I can, however, laugh at it for taking about 40 lines of code to do it.
Admin
biggest wtf here is returning the object sent by reference.
Admin
@Raymond Lewallen
Why is that a wtf? I think I speak for all of us when I say we've learned the importance of doing things at least twice.
Admin
I can think of at least one good reason to do things like this: Imagine somethng like an intranet phone book in an international firm. Nobody wants to vgrep-cut-and-paste the german 'ö' from some dubious charset software just because the DARN thing is missing on the swedish-layout keybord and there is no other way to get the desired phone numer.
That does not mean that the 'ö' is not going to display in the intranet page, but the application is much more usable when it displays some "could be" matches.
Despite the lengthy and maybe naive implemetation I can't see a WTF here.
Admin
Why do peeps keep saying this?

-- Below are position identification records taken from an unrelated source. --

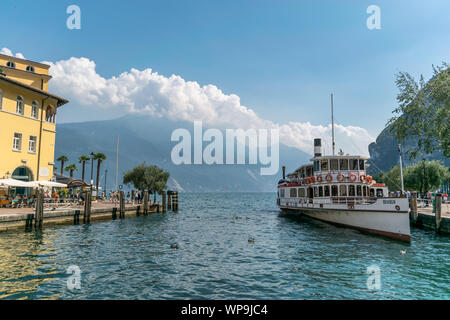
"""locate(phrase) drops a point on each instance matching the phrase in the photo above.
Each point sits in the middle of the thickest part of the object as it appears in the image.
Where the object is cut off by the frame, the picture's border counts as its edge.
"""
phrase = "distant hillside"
(384, 153)
(143, 138)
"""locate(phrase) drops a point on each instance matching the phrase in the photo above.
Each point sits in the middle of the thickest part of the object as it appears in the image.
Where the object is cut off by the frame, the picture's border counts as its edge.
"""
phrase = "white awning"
(16, 183)
(49, 184)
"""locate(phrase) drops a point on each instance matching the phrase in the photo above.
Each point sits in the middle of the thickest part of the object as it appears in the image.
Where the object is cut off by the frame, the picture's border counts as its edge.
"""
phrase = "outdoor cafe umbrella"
(49, 184)
(16, 183)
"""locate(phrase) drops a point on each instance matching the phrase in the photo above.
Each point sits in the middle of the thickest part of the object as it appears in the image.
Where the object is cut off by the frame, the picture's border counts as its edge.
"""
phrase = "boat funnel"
(317, 147)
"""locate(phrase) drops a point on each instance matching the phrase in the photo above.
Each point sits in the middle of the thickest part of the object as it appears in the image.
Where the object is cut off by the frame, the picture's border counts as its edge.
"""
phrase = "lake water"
(290, 258)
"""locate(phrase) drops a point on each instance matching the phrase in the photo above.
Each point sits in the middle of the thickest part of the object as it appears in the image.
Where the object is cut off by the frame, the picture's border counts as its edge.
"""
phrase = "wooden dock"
(36, 218)
(425, 218)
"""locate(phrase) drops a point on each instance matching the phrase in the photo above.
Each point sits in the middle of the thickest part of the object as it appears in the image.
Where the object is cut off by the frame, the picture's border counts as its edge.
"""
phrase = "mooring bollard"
(438, 214)
(87, 207)
(414, 206)
(145, 203)
(39, 211)
(122, 205)
(29, 222)
(76, 217)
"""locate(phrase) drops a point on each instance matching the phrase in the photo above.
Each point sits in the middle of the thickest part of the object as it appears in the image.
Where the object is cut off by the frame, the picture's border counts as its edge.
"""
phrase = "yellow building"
(27, 120)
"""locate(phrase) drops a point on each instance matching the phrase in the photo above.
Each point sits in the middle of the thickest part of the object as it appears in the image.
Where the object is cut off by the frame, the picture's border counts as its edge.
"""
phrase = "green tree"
(71, 168)
(100, 157)
(82, 159)
(147, 178)
(62, 159)
(423, 112)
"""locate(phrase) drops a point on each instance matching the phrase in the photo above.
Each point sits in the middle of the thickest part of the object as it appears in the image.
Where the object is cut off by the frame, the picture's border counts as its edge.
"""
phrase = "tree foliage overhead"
(423, 112)
(147, 178)
(422, 176)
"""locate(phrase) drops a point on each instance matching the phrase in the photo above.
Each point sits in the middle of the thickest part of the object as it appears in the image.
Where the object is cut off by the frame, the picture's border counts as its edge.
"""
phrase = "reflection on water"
(291, 257)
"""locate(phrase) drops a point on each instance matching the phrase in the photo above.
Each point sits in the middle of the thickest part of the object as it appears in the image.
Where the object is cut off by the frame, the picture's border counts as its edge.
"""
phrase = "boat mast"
(117, 161)
(401, 169)
(332, 123)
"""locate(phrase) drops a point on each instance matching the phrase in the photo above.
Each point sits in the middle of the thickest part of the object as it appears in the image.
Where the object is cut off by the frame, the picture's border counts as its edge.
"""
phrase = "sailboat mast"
(117, 161)
(332, 123)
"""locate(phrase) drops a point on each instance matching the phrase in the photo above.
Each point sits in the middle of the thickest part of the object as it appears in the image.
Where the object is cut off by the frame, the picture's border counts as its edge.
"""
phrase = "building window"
(17, 142)
(301, 192)
(32, 144)
(326, 191)
(293, 193)
(34, 110)
(333, 164)
(351, 190)
(324, 165)
(19, 107)
(343, 164)
(343, 190)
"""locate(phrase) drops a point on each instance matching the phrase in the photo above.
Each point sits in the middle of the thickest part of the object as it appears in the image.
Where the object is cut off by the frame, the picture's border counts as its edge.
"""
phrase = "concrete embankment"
(23, 219)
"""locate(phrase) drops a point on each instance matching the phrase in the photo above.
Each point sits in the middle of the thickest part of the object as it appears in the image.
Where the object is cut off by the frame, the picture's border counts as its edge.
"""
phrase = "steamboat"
(336, 189)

Why would you assume that passing parameters by reference automatically means that you don't want to be able to use chaining?
Or am I misunderstanding VB here? (Having managed to stay clear of it so far)
Admin
Except it can't handle multi-character replacements such as æ->ae.
The code in the article is easier to maintain, less error-prone and can handle special cases such as æ, so you fail.